The United States has sanctions in place that prevent companies from doing business in Iran due to Iran’s active nuclear weapons program. The sanctions are in place to keep U.S. companies from aiding in Iran’s work on the program in any way, which the U.S. believes is a threat against both its own population and its allies around the world.
Despite not being allowed to sell devices in Iran, sales of Apple’s products in the country have taken off thanks to underground trade routes in the Middle East. Companies such as Radan Mac and Apple Iran (not affiliated with Apple, Inc.) turn to distributors in Hong Kong, Singapore and Malaysia to purchase Apple products and resell them within Iranian borders.
The import of these products is getting tougher and tougher for these companies, as stringent new U.S. sanctions have been raised against Iran’s financial sector. These sanctions have caused the devaluation of Iran’s currency, the rial, and have made international payments from Iranian banks much more difficult. Embargoes against Iran has also made direct shipments from Hong Kong, Singapore, and Malaysia much more problematic, especially with the large shipments customary with large amounts of computer products.

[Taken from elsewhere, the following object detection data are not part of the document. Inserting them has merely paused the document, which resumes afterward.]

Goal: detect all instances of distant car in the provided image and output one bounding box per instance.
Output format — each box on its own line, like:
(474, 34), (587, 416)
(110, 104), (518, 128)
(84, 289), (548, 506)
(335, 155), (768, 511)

While alternative shipment routes exist, they incur significant duties, shipment, and customs fees that make the process much more expensive. Coupled with a declining currency and the spending cuts that traditionally come with it, selling Apple products in Iran has become a much riskier and difficult business. Still, demand for Apple products in Iran is only rising, and has translated to significant business for these retailers. Both Radan Mac and Apple Iran claim an ever-growing clientele that includes the likes of musicians, artists, and businessmen. Radan Mac’s founder has personally installed over 4,000 Macs in the country since starting the company.
Of course, getting the hardware is only half the problem for Iranian customers, as applications, music and other App Store purchases are banned in the country. To circumvent these restrictions, Iranian Mac owners use randomly-selected addresses in other regions, where they are able to purchase electronic gift cards to make purchases from the OSX and iOS App Stores.
In all, Mac business is booming in Iran, even though Apple has no presence there. It’s clear the United States wants to curb this trend, though entrepreneurs in the country continue to find ways to evade U.S. sanctions.